As before, all these children had attended the same audiologist. 

"We are so disappointed by this development," said Martin Corcoran.

He is a member of the support group set up for affected families and whose daughter was among almost 50 children to feature as part of the original review. 

"We were repeatedly reassured last year by both Government and the HSE they were satisfied they had reviewed all cases and they were happy everyone who needed to be contacted had been contacted and now here we are learning about new cases."

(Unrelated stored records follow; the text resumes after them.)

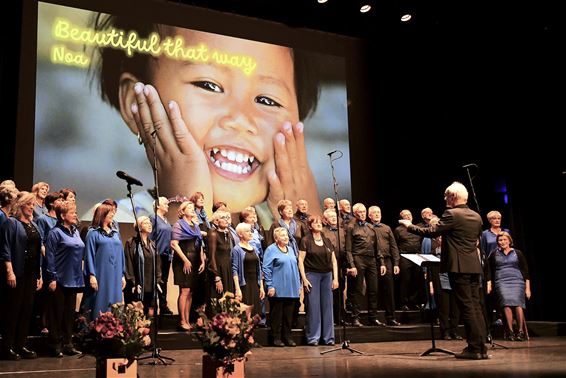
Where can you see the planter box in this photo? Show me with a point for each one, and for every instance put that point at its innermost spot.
(116, 368)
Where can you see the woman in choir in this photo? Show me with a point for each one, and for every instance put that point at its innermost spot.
(140, 255)
(281, 274)
(20, 275)
(188, 261)
(319, 273)
(220, 244)
(64, 252)
(246, 270)
(161, 235)
(508, 276)
(39, 190)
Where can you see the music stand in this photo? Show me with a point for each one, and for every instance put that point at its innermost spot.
(425, 261)
(155, 358)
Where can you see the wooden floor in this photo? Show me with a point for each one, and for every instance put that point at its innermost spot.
(539, 357)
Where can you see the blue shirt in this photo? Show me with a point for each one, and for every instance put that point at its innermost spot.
(64, 252)
(238, 256)
(104, 259)
(280, 271)
(3, 217)
(45, 222)
(161, 235)
(13, 245)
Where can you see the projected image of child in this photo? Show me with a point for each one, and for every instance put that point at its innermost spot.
(230, 131)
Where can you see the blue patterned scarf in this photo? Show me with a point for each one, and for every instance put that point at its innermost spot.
(291, 230)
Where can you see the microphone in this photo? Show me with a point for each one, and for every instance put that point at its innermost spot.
(129, 179)
(332, 153)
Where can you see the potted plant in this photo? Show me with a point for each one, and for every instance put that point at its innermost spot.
(117, 337)
(226, 336)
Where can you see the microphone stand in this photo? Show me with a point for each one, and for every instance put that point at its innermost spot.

It is understood that the additional 57 cases will now form part of a second look-back review, however families have not been given any indication as to how long that process will take. 

Among those affected is 11-year-old James from Co Mayo. His parents say they were entirely unaware of James's hearing loss until they recently received a letter from the HSE apologising for the care he received. 

James's mother Denise said his delayed diagnosis has resulted in serious consequences for him. 

She said: "Six years ago we were told James's hearing was fine and then we received this letter and to be honest at first we didn't understand what it meant.

"Then to be told about James's hearing loss - we were shocked. Six years ago James was in Junior Infants, now he is in Fifth Class and in that time he has had absolutely no intervention for his hearing loss. 

"There is no doubt it has had a huge impact on his school work and in his interaction with his school peers. James also has other issues and we used to put his distraction down to his dyspraxia diagnosis, but now in hindsight we see many of his difficulties were because he couldn't hear."

For Denise and the other affected families, they say getting immediate access to services is now vital because "time is running out" for their children who in some cases have already missed out on eight years of hearing support at a key developmental phase in their lives.
 
In a statement to RTÉ, the HSE said the original look-back review related to children aged under four, and it was as part of that process some children aged over four years were also found to have been "discharged from the service without a follow up appointment".

The HSE added: "The Over 4's group were not followed up at an earlier stage as the Preliminary Risk Assessment did not flag them as an area of concern."

But it says to date "no moderate or major incidents" have been identified. 

However, these latest developments have caused some parents to lose faith in the HSE process and they are now calling for a thorough independent investigation of audiology services in the West.

"We always felt the mechanism used by the HSE wouldn't identify all children affected and so we're now calling on the minister to show leadership and establish an independent investigation so the public can be reassured they have a service that is fit for purpose and so that we can make sure no other children are out there," Mr Corcoran said.